Gebruik geen benzine die METHANOL bevat,
geen gasohol met meer dan 10% ETHANOL
en ook geen benzine-additieven of
superbenzine want daardoor kan de motor of
het brandstofsysteem beschadigd worden.
VEILIGHEIDS -
VERGRENDELSYSTEEM
Deze machine is uitgerust met een veiligheids vergrendeling en
andere veiligheidssystemen. Deze zijn speciaal ontworpen voor
uw veiligheid. Knoei niet met deze veiligheids systemen en
probeer ze ook niet te omzeilen. Controleer deze systemen
regelmatig op hun goede werking.
Controle op de VEILIGE werking
Uw machine is uitgerust met een zitveiligheidssysteem.

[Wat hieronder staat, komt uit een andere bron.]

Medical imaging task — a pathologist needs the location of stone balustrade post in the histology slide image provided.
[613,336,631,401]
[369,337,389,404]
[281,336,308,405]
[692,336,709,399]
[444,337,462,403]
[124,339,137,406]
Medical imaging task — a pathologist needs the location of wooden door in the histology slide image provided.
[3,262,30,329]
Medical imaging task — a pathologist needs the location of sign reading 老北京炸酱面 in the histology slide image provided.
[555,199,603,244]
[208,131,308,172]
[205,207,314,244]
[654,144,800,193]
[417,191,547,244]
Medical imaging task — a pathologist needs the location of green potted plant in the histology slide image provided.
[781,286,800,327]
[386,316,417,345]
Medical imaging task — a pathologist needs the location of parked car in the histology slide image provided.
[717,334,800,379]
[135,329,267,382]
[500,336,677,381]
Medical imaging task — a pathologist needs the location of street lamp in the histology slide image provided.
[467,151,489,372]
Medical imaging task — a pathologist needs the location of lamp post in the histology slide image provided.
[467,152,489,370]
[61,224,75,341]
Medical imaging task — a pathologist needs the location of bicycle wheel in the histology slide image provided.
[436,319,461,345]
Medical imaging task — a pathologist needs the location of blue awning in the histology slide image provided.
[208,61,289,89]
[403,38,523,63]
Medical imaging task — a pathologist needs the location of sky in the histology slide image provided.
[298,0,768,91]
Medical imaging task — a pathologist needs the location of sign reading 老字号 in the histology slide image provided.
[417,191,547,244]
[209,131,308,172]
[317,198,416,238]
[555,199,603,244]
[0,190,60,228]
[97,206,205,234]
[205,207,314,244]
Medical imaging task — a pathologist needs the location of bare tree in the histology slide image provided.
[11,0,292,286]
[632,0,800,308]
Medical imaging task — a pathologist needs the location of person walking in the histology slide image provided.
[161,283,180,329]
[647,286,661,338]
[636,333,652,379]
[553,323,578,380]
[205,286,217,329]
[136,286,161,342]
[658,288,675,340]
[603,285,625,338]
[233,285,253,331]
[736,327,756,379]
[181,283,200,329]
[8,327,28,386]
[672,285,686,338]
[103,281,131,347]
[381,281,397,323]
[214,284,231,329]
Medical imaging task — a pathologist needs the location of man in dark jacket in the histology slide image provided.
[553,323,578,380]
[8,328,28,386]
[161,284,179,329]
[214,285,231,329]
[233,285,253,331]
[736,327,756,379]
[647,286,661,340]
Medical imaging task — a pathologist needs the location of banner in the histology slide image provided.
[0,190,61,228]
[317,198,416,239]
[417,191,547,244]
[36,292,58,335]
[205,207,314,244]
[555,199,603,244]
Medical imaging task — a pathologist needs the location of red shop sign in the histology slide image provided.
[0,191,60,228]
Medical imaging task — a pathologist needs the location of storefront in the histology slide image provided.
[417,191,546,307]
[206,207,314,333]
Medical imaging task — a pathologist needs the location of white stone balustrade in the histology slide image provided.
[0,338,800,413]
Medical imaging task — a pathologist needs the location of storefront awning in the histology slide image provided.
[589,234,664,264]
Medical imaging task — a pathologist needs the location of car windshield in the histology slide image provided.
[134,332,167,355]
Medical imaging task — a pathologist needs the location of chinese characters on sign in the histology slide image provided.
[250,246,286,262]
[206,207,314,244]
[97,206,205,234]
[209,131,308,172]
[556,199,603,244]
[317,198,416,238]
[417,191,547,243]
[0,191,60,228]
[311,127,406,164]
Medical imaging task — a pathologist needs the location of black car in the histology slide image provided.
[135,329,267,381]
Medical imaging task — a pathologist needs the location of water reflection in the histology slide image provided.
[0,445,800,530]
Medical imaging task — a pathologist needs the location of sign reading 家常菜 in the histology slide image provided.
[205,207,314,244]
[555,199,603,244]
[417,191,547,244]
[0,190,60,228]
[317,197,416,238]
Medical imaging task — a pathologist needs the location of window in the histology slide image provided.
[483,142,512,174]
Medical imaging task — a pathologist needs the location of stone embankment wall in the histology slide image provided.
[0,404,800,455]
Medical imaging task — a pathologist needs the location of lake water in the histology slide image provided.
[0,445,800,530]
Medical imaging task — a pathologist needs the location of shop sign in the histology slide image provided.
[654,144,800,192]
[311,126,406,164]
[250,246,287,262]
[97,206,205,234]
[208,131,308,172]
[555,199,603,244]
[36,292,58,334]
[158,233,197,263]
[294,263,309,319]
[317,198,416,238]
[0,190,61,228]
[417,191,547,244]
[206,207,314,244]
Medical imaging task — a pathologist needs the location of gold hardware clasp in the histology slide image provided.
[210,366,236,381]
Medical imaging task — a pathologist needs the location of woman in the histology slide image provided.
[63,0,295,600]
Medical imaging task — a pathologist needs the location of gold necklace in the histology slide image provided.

Controleer de goede werking van dit systeem tweemaal per jaar,
in de lente en in de herfst aan de hand van volgende tests.
Test 1 - De motor mag NIET aanslaan :
als de PTO-koppeling is ingeschakeld, OF
als het rempedaal niet volledig ingedrukt is (of de parkeerrem
niet ingeschakeld is), OF
als de snelheidsregelaar ingeschakeld is.
Test 2 - De motor MOET aanslaan en starten als::
de bestuurder op de stoel zit, EN
als de PTO-koppeling niet is ingeschakeld EN
als het rempedaal volledig ingedrukt is (of de parkeerrem
ingeschakeld is) EN
als de snelheidsregelaar zich in de stand NEUTRAAL bevindt.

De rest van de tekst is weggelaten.